Use your GMail account for everything?

If you do, this story will make you seriously uneasy. (And it’s not GMail’s fault.) This is a scary and dangerous precedent, and it could happen to any of us that use and love GMail, if it’s allowed to stand. A GMail user (like Joe You) received a random, mis-addressed e-mail from a bank employee. And because said user had the audacity to have a working e-mail address, his ass is being hauled into court:

According to a court document in the case, in August a customer of the Rocky Mountain Bank asked a bank employee to send certain loan statements to a representative of the customer. The employee, however, inadvertently sent the e-mail to the wrong Gmail address. Additionally, the employee had attached a sensitive file to the e-mail that should not have been sent at all.

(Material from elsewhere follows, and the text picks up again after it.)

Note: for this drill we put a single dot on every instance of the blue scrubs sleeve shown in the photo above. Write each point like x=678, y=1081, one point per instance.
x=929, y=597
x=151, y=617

The attachment contained confidential information on 1,325 individual and business customers that included their names, addresses, tax identification or Social Security numbers and loan information.

If this guy (or girl) was going to do something nefarious, they could or even would have done so immediately. (The breach was August 12th of this year.) Downloaded the information to a thumb drive, sold it on the black market, made wallpaper out of it… the point is that the data was sent out into the internet ether, and you can’t unring a bell. It’s the risk one takes when stupidly sending a sensitive file to a GMail address. But the scary part was not that the man ended up inadvertently in possession of the data- it’s what happened afterwards.

The bank responsible for the whole mess, the Rocky Mountain Bank, sued Google to reveal the user’s identity (pointless) and “deactivate” the user’s account. (Doubly pointless.) If the user was going to sell or otherwise share the information, he’d have done it already. Scarier still? The judge in the case granted it. So now this person, who committed the unthinkable crime of receiving an e-mail not intended for them, stands to lose all their work contacts, all their personal contacts, sentimental emails, actual work for work…

What do you store in your e-mail for reference? How screwed would you be if your GMail account was deactivated? And how could a decision like this stand in court when the actions approved by the judge clearly will do nothing to ensure the safety of the data, while managing to trample all over a person’s individual right to intellectual property? Does that only count if the intellectual property is owned by a corporation? And where does it stop? Can your computer be seized, too, if the wrong e-mail falls into your hands? After all, you could have saved the file.